Fast acceleration-encoded magnetic resonance imaging.

Abstract

Direct acceleration imaging with high spatial resolution was implemented and tested. The well-known principle of phase encoding motion components was applied. Suitable gradient switching provides a signal phase shift proportional to the acceleration perpendicular to the slice in the first scan of the sequences. An additional scan serving as a reference was recorded for compensation of phase effects due to magnetic field inhomogeneities. The first scan compensated for phase shifts from undesired first- and second-order motions; the second scan was completely insensitive to velocity and acceleration in all directions. Advantages of the proposed two-step technique compared to former approaches with Fourier acceleration encoding (with several phase encoding steps) are relatively short echo times and short total measuring times. On the other hand, the new approach does not allow us to assess the velocity or acceleration spectrum simultaneously. The capabilities of the sequences were tested on a modern 1.5 T whole body MR unit providing relatively high gradient amplitudes (25 mT/m) and short rise times (600 micros to maximum amplitude).

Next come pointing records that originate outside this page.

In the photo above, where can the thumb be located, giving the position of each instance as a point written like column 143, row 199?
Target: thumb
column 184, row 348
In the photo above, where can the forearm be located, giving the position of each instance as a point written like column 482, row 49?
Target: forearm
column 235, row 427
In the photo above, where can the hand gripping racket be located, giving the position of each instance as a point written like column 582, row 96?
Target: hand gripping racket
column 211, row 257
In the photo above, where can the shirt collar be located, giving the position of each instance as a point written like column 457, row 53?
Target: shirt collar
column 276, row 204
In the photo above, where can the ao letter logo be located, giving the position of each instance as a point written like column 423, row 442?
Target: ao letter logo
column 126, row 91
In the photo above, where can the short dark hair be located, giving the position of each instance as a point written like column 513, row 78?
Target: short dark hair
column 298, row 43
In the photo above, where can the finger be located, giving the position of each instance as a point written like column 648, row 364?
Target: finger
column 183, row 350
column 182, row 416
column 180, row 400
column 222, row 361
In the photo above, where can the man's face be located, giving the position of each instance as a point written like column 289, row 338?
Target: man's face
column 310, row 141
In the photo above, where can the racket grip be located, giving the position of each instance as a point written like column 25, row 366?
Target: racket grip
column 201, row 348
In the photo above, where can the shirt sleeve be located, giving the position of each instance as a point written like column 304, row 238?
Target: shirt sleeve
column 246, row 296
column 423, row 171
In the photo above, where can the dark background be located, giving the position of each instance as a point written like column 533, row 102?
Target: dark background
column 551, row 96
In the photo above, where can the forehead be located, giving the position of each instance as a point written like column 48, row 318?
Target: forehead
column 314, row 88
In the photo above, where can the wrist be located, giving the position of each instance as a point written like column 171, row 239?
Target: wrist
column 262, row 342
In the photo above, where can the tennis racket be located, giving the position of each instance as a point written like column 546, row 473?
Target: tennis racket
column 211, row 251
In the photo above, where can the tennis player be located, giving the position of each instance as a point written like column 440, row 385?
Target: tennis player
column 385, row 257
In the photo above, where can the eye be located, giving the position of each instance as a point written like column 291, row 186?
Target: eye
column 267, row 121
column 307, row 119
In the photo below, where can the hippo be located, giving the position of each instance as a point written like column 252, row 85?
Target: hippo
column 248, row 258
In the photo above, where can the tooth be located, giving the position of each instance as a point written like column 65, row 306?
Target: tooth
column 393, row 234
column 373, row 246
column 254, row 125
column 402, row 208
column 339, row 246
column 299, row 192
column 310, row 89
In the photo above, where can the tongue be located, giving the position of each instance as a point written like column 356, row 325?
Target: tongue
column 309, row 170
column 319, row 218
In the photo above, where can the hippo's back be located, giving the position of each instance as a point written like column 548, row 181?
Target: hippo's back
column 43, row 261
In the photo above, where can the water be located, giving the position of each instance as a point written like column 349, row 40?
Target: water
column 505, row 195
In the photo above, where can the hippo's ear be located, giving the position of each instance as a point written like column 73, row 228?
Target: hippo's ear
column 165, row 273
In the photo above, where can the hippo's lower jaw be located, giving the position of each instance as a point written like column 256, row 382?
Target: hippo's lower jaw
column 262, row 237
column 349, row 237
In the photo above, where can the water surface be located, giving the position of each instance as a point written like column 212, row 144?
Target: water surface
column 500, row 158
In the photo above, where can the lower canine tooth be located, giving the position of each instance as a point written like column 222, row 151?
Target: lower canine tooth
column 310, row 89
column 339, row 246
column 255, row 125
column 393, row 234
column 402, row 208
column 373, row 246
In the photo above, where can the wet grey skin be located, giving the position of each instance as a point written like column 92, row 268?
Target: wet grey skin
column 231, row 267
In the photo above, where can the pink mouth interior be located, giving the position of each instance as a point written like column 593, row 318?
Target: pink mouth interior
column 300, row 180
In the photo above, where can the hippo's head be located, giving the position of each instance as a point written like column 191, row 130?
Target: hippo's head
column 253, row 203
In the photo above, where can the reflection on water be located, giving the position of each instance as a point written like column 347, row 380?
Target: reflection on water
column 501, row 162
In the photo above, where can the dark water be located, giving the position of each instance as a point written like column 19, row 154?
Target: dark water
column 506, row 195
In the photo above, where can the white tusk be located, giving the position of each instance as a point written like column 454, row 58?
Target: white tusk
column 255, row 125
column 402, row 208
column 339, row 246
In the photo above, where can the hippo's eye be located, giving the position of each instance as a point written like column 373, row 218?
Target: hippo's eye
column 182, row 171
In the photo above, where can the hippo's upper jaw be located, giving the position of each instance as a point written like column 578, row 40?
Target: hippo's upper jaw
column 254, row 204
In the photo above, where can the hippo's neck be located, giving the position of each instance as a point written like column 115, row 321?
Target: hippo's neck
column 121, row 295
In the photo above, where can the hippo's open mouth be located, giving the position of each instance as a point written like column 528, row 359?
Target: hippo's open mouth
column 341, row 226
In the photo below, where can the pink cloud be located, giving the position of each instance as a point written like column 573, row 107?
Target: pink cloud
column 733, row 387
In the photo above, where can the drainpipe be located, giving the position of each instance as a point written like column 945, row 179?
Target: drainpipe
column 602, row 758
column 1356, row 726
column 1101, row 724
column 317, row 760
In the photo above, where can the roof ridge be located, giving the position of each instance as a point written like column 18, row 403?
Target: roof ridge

The results from a mechanical acceleration phantom showed a standard deviation of 0.3 m/s2 in sequences with an acceleration range between -12 and 12 m/s2. This range covers the expected maximum acceleration in the human aorta of 10 m/s2. Further tests were performed on a stenosis phantom with a variable volume flow rate to assess the flow characteristics and possible displacement artifacts of the sequences. Preliminary examinations of volunteers demonstrate the potential applicability of the technique in vivo.